Buku Mengubah Makna Pendidikan
Esensi dari pendidikan bukan terletak pada kemampuan menghafal, melainkan pada pembentukan cara berpikir kritis dan punya mimpi yang besar. Buku memiliki peran penting untuk membentuk cara pandang dan keyakinan kita. Dalam buku Dream: Seni Mewujudkan Mimpi, Didi Junaedi menekankan bahwa buku adalah sahabat terbaik bagi siapa pun yang memiliki cita-cita. Buku bukan hanya tempat menyimpan ilmu, melainkan juga mentor kehidupan yang menumbuhkan rasa percaya diri. Dari situlah keberanian untuk bermimpi besar tumbuh.
Saya teringat pengalaman saat mengajar di sebuah yayasan yang mendampingi siswa dari keluarga dengan keterbatasan ekonomi. Awalnya, salah satu siswa tampak enggan belajar. Namun, segalanya berubah ketika saya mengenalkannya pada novel Laskar Pelangi karya Andrea Hirata.

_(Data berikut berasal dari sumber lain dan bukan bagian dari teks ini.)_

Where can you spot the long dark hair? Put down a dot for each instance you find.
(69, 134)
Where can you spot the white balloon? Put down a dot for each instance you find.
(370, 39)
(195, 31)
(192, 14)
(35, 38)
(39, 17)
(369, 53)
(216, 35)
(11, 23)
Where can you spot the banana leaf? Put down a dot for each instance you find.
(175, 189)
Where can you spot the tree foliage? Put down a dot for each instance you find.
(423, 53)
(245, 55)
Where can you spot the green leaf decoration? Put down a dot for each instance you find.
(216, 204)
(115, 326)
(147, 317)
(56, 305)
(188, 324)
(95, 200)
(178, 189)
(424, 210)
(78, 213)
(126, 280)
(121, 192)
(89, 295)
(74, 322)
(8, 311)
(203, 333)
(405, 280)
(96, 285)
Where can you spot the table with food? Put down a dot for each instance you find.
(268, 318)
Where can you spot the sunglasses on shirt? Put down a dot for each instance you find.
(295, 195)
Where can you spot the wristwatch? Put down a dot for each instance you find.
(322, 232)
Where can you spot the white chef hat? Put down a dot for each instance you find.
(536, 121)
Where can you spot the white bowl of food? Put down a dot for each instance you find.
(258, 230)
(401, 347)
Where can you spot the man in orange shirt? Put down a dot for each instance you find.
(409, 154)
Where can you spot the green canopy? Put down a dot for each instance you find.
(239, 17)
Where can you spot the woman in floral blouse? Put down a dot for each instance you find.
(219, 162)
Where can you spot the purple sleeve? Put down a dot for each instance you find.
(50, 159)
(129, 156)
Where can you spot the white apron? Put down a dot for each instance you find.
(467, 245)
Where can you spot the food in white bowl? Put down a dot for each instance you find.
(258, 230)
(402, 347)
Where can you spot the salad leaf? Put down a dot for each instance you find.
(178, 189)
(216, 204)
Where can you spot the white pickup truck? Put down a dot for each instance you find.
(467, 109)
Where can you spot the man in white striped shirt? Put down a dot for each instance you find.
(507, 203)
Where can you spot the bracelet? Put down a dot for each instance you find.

Tokoh Ikal—anak dari keluarga sederhana di Belitung—tetap bersemangat menuntut ilmu meski harus belajar di sekolah yang serba terbatas.
Kisah itu menyentuh hati siswa saya. Ia mulai mau mengerjakan tugas waktu itu dan menyatakan keinginannya menjadi guru. “Aku mau seperti Ikal kak, yang tetap belajar meski hidupnya sulit,” katanya. Kalimat sederhana itu menyimpan kekuatan besar dorongan dari dalam diri yang selama ini tersembunyi.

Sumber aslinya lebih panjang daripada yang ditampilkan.